Billionaire Calls For A Three-Day Workweek

Billionaire Calls For A Three-Day Workweek

We should all get a four-day weekend every week, according to one of the most successful businessmen in the world.

Carlos Slim, the 74-year-old Mexican communications titan, recently told a business conference in Paraguay that we should only work three days a week, the Financial Times reported.

"Having four days [off] would be very important to generate new entertainment activities and other ways of being occupied," Slim said, according to the FT.

Around the world, people are retiring later in life than they used to. Cutting the workweek down to three days, and working about 11 hours a day, could keep workers healthy and their ideas fresh, Slim said.
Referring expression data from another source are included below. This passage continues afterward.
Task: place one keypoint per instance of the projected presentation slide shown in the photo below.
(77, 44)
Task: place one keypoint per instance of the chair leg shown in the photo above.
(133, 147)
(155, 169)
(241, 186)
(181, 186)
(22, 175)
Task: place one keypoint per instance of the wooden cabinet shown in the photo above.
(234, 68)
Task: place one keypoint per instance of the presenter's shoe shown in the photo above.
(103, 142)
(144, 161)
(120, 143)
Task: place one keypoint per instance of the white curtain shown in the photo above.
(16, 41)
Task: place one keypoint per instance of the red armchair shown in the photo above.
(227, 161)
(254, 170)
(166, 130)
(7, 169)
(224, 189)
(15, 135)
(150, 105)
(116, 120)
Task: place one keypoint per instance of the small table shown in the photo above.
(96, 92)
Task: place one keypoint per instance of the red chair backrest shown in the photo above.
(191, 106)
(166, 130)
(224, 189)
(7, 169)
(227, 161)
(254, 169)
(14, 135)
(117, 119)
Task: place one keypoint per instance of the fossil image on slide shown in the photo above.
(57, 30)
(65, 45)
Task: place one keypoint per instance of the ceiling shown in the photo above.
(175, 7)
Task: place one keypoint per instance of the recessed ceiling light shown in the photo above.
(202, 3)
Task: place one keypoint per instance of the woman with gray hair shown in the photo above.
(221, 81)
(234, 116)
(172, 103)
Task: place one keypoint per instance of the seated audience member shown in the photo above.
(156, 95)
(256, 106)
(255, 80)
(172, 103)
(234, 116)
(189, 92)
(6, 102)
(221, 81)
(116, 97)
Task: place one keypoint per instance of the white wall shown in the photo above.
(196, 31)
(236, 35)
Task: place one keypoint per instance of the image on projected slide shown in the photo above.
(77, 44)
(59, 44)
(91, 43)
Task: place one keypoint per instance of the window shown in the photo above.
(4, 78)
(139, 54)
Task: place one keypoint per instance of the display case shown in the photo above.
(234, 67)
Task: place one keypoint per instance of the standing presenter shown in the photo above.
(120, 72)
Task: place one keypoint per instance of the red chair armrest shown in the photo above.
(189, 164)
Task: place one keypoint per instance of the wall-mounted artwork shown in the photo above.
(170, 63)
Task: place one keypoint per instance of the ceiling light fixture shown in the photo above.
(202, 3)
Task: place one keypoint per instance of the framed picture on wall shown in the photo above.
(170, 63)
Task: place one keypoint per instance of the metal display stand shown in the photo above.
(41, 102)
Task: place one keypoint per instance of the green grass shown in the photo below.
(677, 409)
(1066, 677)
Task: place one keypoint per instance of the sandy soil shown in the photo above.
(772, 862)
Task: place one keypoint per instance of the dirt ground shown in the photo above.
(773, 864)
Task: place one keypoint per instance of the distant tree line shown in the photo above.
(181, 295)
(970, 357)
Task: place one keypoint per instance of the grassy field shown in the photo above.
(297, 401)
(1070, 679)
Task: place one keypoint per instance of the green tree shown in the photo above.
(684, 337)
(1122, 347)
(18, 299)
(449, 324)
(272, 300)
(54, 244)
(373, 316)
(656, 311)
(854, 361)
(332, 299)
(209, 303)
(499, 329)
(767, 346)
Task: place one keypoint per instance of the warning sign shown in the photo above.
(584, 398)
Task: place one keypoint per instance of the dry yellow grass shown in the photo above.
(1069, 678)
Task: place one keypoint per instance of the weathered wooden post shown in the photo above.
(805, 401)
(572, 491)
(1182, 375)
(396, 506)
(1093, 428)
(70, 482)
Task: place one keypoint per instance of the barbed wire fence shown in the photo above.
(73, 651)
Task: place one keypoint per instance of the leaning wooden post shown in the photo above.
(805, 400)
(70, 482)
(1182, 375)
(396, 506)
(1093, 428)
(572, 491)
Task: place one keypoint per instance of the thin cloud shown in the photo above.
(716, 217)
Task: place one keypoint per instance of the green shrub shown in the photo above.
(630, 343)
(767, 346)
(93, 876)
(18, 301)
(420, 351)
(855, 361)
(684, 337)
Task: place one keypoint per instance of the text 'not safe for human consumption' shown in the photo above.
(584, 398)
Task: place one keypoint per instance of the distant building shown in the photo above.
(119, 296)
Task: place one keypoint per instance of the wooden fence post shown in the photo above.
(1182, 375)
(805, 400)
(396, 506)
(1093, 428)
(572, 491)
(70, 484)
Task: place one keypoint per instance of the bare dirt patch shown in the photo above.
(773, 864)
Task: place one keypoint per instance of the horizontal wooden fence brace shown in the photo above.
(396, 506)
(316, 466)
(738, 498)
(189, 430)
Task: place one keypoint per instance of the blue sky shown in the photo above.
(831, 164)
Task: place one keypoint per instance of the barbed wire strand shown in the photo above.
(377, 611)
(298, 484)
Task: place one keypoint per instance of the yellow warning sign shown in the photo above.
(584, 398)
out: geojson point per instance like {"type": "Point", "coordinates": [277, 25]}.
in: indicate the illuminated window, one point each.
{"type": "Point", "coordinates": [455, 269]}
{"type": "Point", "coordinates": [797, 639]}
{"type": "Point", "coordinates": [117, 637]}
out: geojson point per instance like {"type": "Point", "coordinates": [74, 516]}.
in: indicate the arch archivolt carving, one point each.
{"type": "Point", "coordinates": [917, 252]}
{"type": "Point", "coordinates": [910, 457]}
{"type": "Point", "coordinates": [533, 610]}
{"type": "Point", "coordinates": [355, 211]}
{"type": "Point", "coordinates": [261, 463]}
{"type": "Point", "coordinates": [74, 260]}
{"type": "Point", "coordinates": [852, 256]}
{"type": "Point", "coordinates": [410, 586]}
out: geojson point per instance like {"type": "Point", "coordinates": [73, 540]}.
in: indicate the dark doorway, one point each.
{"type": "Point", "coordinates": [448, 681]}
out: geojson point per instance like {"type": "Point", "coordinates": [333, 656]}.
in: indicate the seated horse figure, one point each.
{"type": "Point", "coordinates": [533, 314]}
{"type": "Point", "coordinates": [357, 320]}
American CEOs may have a thing or two to learn about work-life balance from Slim, who is either the richest or second-richest person on the planet, depending on who's counting. Slim's phone company Telmex reportedly lets some life-long workers retire younger than 50, and some older employees can opt to work shorter weeks, according to the FT.
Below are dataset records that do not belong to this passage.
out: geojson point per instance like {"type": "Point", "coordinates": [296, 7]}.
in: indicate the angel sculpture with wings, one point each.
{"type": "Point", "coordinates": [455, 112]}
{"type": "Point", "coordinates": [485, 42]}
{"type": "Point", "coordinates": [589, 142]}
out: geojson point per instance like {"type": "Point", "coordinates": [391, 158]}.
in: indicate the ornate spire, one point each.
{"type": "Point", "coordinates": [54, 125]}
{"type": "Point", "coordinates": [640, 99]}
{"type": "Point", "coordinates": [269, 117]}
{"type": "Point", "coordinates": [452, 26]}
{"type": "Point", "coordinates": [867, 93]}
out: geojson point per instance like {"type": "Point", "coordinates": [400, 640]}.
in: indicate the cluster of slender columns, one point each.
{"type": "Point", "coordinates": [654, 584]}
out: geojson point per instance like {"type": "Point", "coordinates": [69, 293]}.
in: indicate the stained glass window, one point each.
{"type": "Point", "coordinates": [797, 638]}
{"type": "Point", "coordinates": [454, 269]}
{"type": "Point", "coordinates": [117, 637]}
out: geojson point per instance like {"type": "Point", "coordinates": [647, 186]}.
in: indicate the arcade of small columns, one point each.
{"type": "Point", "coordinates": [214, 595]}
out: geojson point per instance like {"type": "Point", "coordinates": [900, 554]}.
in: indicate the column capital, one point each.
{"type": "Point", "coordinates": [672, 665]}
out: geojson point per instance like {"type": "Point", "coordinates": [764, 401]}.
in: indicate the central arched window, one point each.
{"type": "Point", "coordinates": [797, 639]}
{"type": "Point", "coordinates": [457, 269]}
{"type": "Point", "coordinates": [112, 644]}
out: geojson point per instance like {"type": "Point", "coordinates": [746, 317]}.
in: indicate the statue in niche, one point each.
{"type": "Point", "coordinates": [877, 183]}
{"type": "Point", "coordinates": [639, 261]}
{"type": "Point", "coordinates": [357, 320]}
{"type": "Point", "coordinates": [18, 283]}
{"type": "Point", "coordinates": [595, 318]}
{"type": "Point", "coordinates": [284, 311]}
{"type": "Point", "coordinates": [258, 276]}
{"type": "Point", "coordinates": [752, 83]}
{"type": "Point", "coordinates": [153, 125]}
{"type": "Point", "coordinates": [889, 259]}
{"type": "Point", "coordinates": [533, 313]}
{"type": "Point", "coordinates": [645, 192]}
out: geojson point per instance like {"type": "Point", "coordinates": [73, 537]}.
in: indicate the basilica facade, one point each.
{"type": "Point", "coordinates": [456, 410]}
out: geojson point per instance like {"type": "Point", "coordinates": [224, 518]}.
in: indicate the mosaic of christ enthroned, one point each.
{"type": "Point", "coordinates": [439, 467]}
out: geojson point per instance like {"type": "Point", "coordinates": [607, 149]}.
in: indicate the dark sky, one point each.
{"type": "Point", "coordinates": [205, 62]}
American workers tend to be overworked. For decades, increases in worker productivity have far outpaced growth in wages. And the U.S. is the only developed country in the world that doesn't make companies give workers paid maternity leave.
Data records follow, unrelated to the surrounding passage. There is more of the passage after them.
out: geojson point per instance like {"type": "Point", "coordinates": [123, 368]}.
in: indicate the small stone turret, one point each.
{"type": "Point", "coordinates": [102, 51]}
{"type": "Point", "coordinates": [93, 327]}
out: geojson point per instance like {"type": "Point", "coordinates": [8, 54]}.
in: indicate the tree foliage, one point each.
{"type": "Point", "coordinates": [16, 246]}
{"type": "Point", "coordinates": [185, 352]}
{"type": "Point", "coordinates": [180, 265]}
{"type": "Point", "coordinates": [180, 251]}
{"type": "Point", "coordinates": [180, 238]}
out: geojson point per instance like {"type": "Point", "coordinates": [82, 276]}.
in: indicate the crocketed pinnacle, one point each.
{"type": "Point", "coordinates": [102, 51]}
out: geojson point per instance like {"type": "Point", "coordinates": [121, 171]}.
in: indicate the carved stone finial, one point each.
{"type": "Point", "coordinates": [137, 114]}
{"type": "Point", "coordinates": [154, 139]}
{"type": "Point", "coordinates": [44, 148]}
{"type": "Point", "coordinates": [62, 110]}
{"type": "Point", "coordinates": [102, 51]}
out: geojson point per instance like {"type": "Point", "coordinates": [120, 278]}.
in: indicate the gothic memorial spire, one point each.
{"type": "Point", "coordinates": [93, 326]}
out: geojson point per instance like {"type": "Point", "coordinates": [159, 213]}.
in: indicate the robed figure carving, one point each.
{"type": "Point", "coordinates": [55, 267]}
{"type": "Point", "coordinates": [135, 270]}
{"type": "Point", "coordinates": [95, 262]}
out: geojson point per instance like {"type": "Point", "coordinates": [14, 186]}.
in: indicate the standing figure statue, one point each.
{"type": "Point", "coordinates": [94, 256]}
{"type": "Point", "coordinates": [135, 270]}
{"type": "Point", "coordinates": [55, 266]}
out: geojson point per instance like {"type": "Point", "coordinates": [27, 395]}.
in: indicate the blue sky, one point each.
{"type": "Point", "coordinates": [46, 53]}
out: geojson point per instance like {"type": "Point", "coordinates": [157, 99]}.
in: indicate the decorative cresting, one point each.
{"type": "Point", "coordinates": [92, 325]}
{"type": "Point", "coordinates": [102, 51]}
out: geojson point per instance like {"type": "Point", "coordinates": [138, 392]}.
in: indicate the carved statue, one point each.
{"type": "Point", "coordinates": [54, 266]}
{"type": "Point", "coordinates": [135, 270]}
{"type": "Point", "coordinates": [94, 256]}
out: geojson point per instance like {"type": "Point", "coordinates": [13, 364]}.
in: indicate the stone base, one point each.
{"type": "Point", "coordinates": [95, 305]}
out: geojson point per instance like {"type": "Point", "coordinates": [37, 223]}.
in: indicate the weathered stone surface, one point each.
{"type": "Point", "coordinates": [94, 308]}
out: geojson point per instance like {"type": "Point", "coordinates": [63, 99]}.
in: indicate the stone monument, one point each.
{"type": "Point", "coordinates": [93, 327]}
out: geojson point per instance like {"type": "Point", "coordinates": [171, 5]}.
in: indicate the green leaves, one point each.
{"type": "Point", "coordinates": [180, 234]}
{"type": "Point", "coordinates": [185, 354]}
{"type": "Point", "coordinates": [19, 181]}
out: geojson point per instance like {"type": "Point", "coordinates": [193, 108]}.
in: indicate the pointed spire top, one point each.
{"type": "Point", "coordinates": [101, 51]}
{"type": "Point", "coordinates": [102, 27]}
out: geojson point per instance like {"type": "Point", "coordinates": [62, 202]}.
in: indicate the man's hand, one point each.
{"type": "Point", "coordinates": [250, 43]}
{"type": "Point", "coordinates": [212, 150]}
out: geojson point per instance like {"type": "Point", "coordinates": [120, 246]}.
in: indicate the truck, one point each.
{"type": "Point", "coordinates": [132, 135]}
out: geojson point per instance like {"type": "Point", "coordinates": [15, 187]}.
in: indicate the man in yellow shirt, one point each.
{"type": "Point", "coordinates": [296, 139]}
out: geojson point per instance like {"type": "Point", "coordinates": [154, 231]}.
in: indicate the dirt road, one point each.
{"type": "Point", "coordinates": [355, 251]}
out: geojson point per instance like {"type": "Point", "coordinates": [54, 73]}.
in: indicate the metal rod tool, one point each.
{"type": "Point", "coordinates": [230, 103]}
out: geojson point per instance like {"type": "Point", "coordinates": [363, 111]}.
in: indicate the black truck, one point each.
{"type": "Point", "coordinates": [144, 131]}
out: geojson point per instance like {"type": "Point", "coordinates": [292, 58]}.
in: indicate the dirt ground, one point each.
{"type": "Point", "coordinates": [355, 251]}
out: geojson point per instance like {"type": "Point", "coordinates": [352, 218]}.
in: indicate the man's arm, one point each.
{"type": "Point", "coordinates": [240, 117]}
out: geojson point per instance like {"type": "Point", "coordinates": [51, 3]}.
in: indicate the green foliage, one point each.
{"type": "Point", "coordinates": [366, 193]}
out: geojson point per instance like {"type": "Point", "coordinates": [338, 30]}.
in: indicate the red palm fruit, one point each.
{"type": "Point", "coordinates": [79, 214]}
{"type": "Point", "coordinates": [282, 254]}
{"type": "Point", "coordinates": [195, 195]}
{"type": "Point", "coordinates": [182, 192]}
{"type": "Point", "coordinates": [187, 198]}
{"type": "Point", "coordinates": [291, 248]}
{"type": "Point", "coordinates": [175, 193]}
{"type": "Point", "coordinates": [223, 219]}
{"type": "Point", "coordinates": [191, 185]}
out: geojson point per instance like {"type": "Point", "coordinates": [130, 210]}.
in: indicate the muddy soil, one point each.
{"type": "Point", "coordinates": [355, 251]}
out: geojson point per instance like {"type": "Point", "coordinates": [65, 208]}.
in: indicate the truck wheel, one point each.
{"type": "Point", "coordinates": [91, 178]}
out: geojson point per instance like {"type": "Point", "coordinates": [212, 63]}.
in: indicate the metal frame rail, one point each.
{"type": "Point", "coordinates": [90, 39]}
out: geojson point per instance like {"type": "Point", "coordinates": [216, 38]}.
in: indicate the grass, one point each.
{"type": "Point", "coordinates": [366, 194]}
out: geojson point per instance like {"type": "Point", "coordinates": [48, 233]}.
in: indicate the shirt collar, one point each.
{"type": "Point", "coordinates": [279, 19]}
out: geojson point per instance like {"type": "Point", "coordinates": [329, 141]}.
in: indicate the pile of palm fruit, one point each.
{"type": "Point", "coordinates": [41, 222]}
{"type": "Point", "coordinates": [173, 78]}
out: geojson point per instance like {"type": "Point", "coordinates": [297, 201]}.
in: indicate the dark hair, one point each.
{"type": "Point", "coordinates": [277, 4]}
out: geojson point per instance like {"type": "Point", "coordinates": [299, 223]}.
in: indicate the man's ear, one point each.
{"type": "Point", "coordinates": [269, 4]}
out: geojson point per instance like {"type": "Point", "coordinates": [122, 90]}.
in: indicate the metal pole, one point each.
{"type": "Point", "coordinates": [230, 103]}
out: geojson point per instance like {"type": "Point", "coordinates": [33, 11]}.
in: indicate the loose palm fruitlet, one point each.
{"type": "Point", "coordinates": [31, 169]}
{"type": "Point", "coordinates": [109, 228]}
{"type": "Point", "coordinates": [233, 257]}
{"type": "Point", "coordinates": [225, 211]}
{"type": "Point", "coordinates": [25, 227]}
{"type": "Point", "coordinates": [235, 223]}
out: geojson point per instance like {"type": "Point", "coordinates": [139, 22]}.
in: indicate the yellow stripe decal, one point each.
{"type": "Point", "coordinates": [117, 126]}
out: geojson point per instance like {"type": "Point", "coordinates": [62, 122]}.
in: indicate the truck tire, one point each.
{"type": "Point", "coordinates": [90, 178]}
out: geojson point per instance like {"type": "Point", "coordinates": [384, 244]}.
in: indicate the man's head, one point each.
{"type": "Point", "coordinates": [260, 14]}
Of course, overwork and prolonged stress are pretty terrible for your health.

And it seems employers tend to benefit from shorter workweeks, too.

"Better work gets done in four days than in five," Jason Fried, whose company 37signals switched to a four-day workweek for part of the year, wrote in an op-ed in the New York Times in 2012. "When there’s less time to work, you waste less time. When you have a compressed workweek, you tend to focus on what’s important."

Workers who have more flexible schedules also tend to take less time off. That was the case in Utah, where, in 2008, the state switched to a four-day workweek for all state employees as an experiment to lower energy consumption.